December-May Romance or how I learned to appreciate the colder months.
by, 1st December 2011 at 10:02 AM (196 Views)
So, being born in January, you'd think I'd be tolerable to the cold encroaching in the northern hemisphere. However, truth be told, I've always despised this time of year. While many of you snuggle up to your fiances, families or fiery bums, I tend to seek shelter at the nearest furnace, trying to stave off the cold that threatens my bony fingers and toes. It's funny how someone born in Winter can be so intolerant of the chill, but that's just me preferring the heat of Summer.

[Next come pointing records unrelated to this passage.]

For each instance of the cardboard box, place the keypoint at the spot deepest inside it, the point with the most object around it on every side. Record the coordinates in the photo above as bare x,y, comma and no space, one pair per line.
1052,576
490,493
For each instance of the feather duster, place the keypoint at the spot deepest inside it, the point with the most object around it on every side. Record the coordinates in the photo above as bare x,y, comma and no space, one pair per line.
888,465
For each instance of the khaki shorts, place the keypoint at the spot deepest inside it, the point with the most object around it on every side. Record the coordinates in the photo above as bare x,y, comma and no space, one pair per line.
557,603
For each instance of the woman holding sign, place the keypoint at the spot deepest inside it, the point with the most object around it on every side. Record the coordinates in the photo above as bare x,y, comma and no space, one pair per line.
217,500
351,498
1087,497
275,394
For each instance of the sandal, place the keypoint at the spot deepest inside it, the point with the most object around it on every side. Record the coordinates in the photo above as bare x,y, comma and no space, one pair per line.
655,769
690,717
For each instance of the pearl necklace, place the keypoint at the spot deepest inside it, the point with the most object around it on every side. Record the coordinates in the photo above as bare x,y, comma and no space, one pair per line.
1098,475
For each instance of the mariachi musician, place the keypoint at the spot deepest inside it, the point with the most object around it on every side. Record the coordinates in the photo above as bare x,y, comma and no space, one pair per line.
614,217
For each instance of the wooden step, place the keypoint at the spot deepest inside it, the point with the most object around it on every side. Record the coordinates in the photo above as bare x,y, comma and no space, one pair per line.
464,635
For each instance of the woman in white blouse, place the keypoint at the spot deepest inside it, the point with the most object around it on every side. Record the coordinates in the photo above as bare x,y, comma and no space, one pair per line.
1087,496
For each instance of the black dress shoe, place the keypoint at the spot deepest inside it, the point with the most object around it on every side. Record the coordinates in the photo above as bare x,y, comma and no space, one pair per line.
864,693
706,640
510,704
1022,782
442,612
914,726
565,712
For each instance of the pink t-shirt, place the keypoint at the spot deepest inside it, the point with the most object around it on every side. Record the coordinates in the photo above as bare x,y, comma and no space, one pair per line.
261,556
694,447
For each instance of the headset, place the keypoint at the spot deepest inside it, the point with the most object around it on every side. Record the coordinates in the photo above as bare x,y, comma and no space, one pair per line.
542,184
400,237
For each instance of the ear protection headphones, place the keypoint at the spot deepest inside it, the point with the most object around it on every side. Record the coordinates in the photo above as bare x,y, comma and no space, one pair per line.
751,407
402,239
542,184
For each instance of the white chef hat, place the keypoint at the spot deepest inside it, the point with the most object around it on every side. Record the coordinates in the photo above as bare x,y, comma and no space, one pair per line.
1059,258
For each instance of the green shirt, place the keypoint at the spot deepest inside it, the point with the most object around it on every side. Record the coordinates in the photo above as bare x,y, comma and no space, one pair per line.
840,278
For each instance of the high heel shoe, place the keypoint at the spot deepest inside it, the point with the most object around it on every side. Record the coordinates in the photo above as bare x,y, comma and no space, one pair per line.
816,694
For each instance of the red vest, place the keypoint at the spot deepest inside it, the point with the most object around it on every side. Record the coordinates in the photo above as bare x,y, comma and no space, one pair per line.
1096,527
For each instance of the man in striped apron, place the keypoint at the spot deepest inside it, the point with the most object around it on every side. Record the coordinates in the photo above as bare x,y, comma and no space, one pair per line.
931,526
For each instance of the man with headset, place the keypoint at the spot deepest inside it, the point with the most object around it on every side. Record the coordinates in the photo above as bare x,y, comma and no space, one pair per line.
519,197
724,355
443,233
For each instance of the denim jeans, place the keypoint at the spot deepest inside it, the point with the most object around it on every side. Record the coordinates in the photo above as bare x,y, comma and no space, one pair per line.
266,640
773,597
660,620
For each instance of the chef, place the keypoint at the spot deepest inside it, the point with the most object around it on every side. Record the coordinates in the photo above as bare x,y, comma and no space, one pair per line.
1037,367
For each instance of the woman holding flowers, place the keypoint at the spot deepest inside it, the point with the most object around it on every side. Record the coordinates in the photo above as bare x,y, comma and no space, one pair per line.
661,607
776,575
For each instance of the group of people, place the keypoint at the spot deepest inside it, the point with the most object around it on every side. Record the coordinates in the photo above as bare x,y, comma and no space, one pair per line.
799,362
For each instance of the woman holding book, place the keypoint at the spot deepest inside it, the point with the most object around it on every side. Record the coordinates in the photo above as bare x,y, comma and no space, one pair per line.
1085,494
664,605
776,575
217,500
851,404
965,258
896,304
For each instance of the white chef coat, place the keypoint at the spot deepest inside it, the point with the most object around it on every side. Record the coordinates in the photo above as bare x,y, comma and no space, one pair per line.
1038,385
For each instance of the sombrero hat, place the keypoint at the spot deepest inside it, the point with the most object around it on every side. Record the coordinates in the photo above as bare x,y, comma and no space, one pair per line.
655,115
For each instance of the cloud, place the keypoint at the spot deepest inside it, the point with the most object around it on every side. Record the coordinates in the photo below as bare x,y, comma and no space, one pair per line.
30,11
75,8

Now, what is this blog about? Aside from being a cheeky poke towards the May-December Romance trope (search at risk of social life) it also serves as an appreciation of things in Winter. While the season is often seen in fiction as a time of death and despair, it is also a time of hope, most famously displayed in that Narnia book whose name deliberately escapes my tongue, but was about a lion, witch and wardrobe. Why would this be of interest? Well, as you know, this season boasts the critical acclaim of being presumably the last Winter before the End of the World, if you believe certain religious nutjobs. So we're all gonna die in a years' time supposedly, might as well make this Winter the best yet, right?
If last year's Sheer Cold was anything to go by, this year ought to be much more brutal, but in the vestige of bitterness, there's always a sweet spot, unless said bitterness is the case of coffee. You see, after a blizzard, there is often a beautiful scene before the eyes, if you ignore the frozen rodents and cats in the corner just behind that tree there. Sometimes said scenery will be pretty, other times a bit of a whiteout, but in the end there's one general certainty about this time of year, and that's snow.
Now, we all have experience with snow, whether it be through snowmen (or snowmons) or impromptu holes in the windows formed by some ned cloaking a brick in the cold stuff, but the ability of snow to form a compact layer is pretty damn nifty, and one of Winter's beauties. Tomorrow I'll explain how I can appreciate the snow despite its vices.